I found Curazy’s list of Japanese words exported into other languages quite amusing. I’m still not exactly sure if it’s meant to be serious or not, considering how it includes shio taran, which is a totally coincidental close phonetic match of the Hungarian phrase (sótlan) of the same meaning (“not salty enough”). I’d say some of the others are similar coincidental matches too. Nonetheless, I decided to come up with a similar list.

I’m pretty sure tsunami is now a recognized word all around the world, especially after the devastating effects of the one that hit north-east Japan three years ago. While the word typhoon is often thought to be of Japanese origin too, it’s more likely to have been ported directly from Chinese.

Then of course there is a long list of various sports that originated in Japan and are now known internationally. There is sumo, which is maybe the most representative, and also the various popular martial arts like karate and judo.

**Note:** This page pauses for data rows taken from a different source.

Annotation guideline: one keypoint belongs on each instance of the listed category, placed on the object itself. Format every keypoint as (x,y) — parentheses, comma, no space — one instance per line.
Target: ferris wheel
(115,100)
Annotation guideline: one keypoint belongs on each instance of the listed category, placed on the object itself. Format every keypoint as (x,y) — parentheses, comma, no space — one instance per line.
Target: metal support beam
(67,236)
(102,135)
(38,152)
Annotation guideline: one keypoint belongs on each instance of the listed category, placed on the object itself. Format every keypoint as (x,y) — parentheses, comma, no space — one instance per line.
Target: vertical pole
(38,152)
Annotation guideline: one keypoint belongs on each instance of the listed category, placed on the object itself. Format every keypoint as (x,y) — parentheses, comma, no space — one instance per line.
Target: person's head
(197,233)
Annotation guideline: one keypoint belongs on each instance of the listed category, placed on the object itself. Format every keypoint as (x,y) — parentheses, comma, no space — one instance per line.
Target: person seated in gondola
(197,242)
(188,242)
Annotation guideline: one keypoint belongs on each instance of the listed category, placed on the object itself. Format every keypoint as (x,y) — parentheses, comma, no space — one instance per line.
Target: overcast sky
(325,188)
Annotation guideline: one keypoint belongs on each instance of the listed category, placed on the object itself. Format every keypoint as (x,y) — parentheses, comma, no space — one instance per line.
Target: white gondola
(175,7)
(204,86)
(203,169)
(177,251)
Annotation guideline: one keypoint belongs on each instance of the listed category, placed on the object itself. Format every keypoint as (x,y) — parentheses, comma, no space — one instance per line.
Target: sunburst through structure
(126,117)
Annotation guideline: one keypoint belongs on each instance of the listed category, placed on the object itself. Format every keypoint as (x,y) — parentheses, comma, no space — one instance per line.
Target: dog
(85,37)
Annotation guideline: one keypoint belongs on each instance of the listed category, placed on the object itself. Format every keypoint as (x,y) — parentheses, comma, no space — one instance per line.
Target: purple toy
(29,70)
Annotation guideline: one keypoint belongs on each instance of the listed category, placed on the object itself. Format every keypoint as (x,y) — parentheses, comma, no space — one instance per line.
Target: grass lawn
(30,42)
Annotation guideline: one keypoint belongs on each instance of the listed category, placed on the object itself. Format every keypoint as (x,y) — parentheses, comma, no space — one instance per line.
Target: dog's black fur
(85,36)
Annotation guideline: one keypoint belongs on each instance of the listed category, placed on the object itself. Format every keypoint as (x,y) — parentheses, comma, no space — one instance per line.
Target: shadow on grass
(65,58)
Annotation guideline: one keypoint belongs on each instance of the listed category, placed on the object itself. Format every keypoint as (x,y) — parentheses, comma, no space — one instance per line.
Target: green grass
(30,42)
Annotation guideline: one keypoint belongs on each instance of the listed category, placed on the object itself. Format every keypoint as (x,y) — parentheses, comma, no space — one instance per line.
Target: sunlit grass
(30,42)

There are also plenty of warfare related words that found their way into other languages. I think even people in the boonies would understand samurai and kamikaze, and let’s not even mention ninja.

Some unique pieces of “high” Japanese culture gained some popularity in the west too, but just as with any other such kind of culture, people who don’t care about it don’t know about it. Just think of bonsai or haiku. On the other hand, paper folding art is widely called origami around the world, and “tatami mats” might be known among people interested in interior design.

Restaurants offering Japanese cuisine are getting more common in the west too, and that resulted in sushi and sake becoming commonly known phrases, just to name a few.

Last but not least, there is the Japanese popular culture that is now also popular in the west. Words like karaoke, anime and manga are now common. While otaku is probably understood by some, its meaning changes from the general “nerd” in Japanese to “a fan of anime/manga”. People who use social networks or online chats often could be familiar with emoji too.